Overlap between the performance attribution the companies represent, alongside their audience data assets, signals the potential for sizeable conflict of interest. As the MRC suggests, ensuring an objective criteria and evaluation of the mutuality of each company’s services is highly recommended – particularly considering the larger trends in location data availability and quality today. 
 
Integrate more quality control requirements within your DSPs:
Many of these suppliers have long been preferred data options in DSPs, with a simple drop-down menu attached to a media buy. On a day-to-day buying basis, programmatic traders are required to make fast yet critical decisions on what data is applied to reach the location sensitive audiences important to brand marketers business objectives. 

 

Ease of access can frequently become more important than quality of the actual data. Ensuring that your DSP partners are presenting you and your buyers with regular transparency and accountability audits of these newly combined data entities will be critical. Otherwise there is a sizeable risk that simple consolidation will make it easier for traders to avoid more qualified, yet smaller and competing data sets.  

 

Get more performance with smaller budgets by auditing regularly:
The advertising industry is going through a huge period of change.
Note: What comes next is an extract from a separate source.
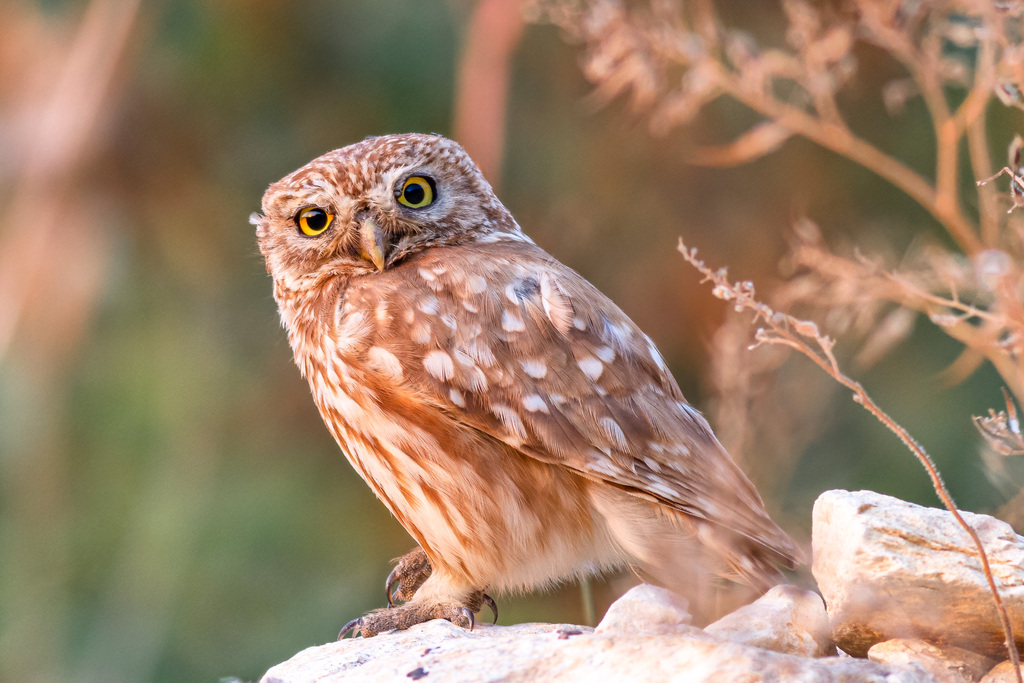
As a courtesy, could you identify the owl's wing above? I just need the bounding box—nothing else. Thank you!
[348,242,794,559]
In addition to consolidation, cookies are moving into walled garden controls, new privacy settings are being launched, Google is packing its ADH and its cloud service into DV360 audience buying, and the coronavirus crisis is limiting data supply.  Most marketers are now left at the mercy of a fast moving yet less transparent data marketplace – in a time when transparency can be one of the industry’s biggest competitive advantages. 

 

There aren’t enough resources nor time to watch every single dollar, every single data signal, and perfection just isn’t an option. Just as in sports, there will always be some players that cheat the system – but applying regularly scheduled audits of fair and transparent play by your data suppliers will become absolutely necessary as marketing budgets take a hit in 2020, and likely into 2021, due to the impact on our economy. 

 

As the industry struggles to make up lost revenue, consolidation, hidden arbitrage, and decrease in quality are easy ways to make up the difference – on your dime.  Don’t allow it; integrate auditing processes that keep your business on track during these trying times.